Ex-secretários do governo do Paraná depõem na CPI da JMK

Estelita Hass Carazzai - BandNews FM Curitiba e Redação

cpi paraná

Dois ex-funcionários do governo do Paraná prestaram depoimento nesta terça-feira (9) à CPI da JMK, que investiga a empresa responsável pela manutenção da frota de veículos do estado.

A primeira é a ex-secretária de Administração Marcia Carla Pereira Ribeiro, que ocupou o cargo por oito meses entre 2016 e 2017. O outro foi Lucas Augusto Ribeiro Caetano, que foi diretor do Departamento de Gestão do Transporte Oficial (Deto).

Já nesta quarta-feira (10), os deputados devem ouvir o ex-secretário de Administração Fernando Ghignone, que comandou o setor entre 2017 e 2018.

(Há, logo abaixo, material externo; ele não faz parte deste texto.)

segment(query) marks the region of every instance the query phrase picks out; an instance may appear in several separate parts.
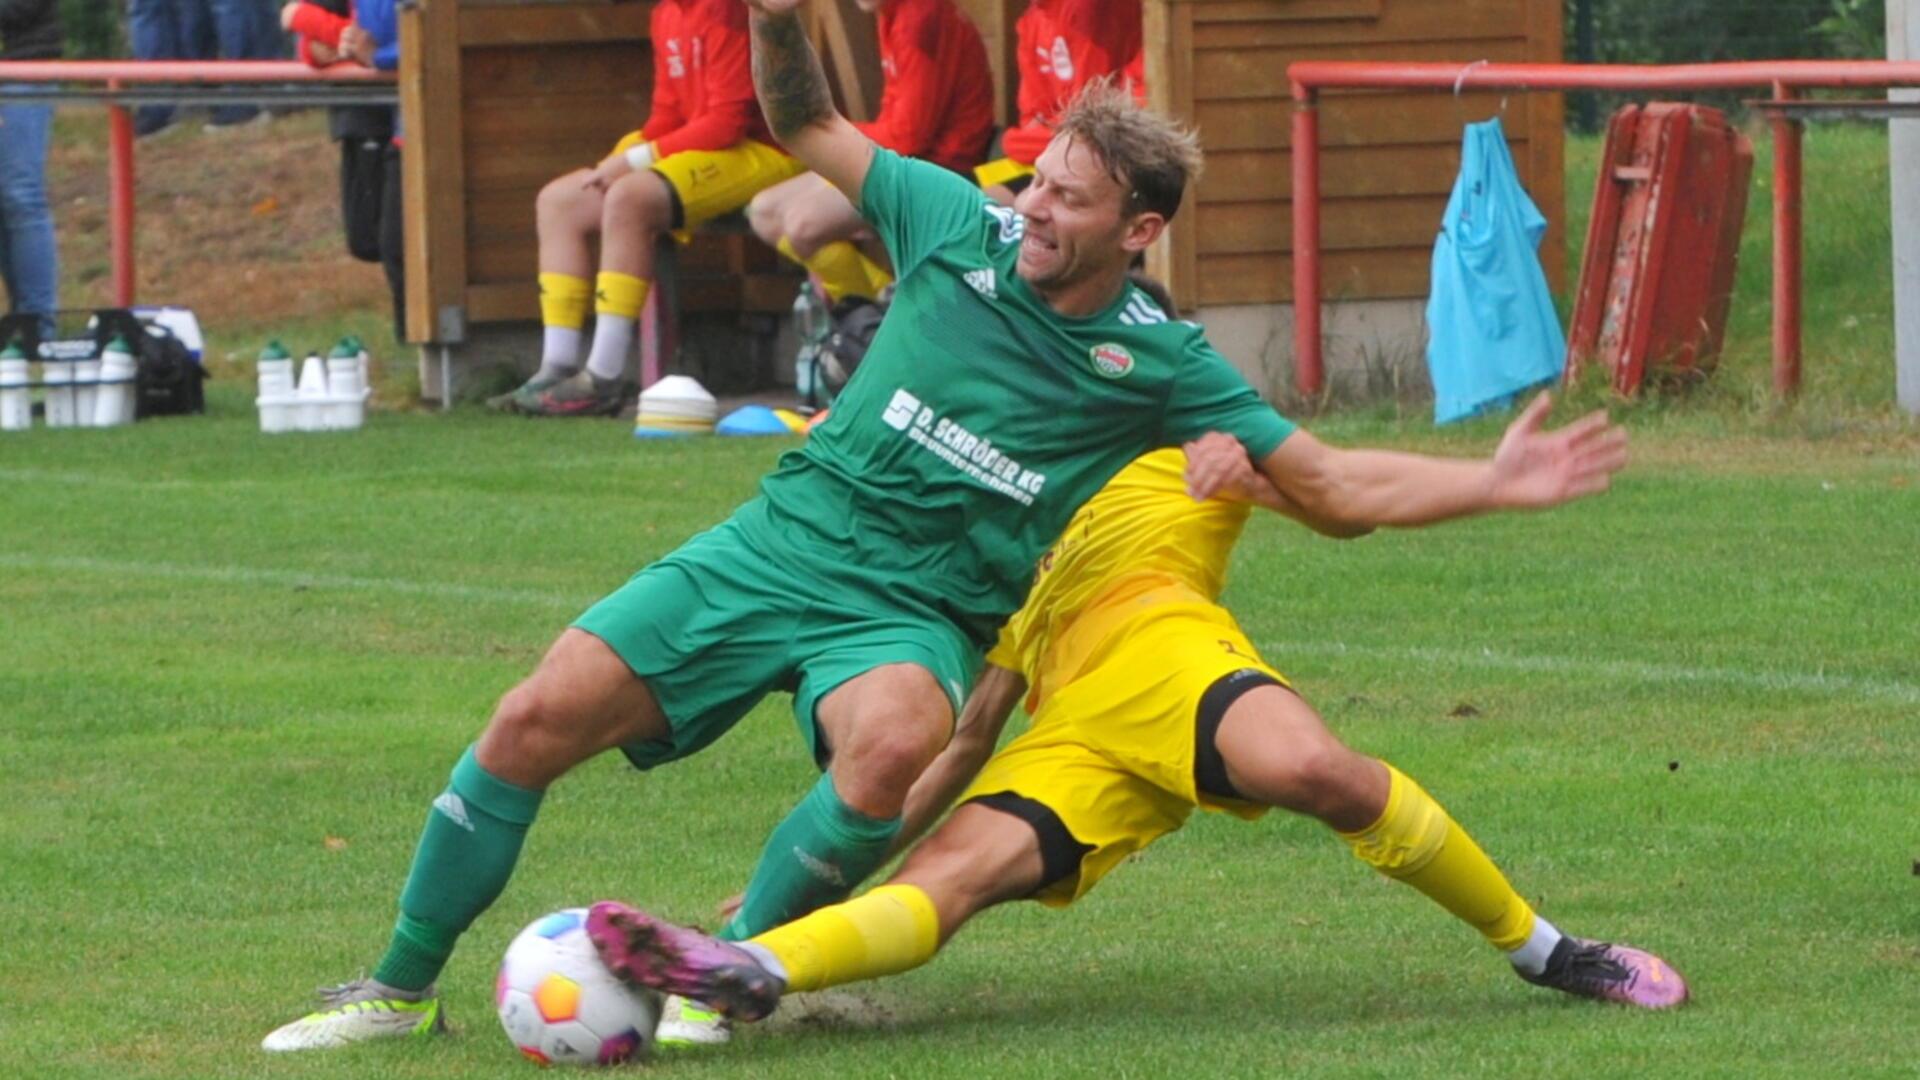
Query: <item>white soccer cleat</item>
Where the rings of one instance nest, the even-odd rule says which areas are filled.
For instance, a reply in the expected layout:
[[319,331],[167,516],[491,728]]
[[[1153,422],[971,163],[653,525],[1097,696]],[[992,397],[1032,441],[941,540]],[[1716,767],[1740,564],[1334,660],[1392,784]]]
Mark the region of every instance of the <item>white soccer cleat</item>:
[[668,994],[653,1040],[663,1047],[724,1046],[733,1038],[733,1021],[679,994]]
[[425,990],[395,990],[372,979],[355,979],[320,990],[320,1010],[276,1029],[260,1049],[328,1050],[373,1039],[422,1038],[443,1032],[440,999]]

A pasta da administração foi a responsável por idealizar e assinar o contrato com a JMK em 2015. A empresa fazia a gestão e manutenção de 17 mil veículos do governo estadual até o início do ano. Em maio, ela foi alvo de uma operação policial, e é suspeita de ter desviado cerca de R$ 125 milhões dos cofres públicos. O contrato foi suspenso pela atual gestão e um serviço emergencial foi contratado depois da operação. A JMK nega irregularidades e diz que o sistema de gestão das oficinas deu transparência e economia ao governo.

Os ex-funcionários também defenderam a lisura do contrato. A ex-secretária Marcia Carla disse que ouvia reclamações sobre a demora na entrega dos carros reparados e sobre atrasos no pagamento pelo governo estadual, mas que nunca recebeu denúncias de desvios. Na semana passada, Dinorah Nogara e Reinhold Stephanes, que também é o atual secretário de Administração, disseram que o contrato foi idealizado por uma equipe técnica, e que solucionava uma situação de descontrole da frota estadual.

Além disso, Nogara afirmou que o contrato com a JMK reduziu o custo médio de manutenção dos carros, e disse que a responsabilidade de fiscalizar as oficinas era compartilhada com os usuários dos veículos. Já Stephanes falou que implementou melhorias no contrato, para garantir o pagamento das oficinas pela JMK, e que nunca soube de desvios ou irregularidades graves na época.

Na audiência desta manhã, os parlamentares também aprovaram alguns requerimentos, como o que pediu a quebra do sigilo de 20 oficinas que faziam a manutenção dos veículos oficiais. Eles também derrubaram um pedido para que o ex-secretário Valdir Rossoni, que chefiou a Casa Civil, comparecesse à CPI.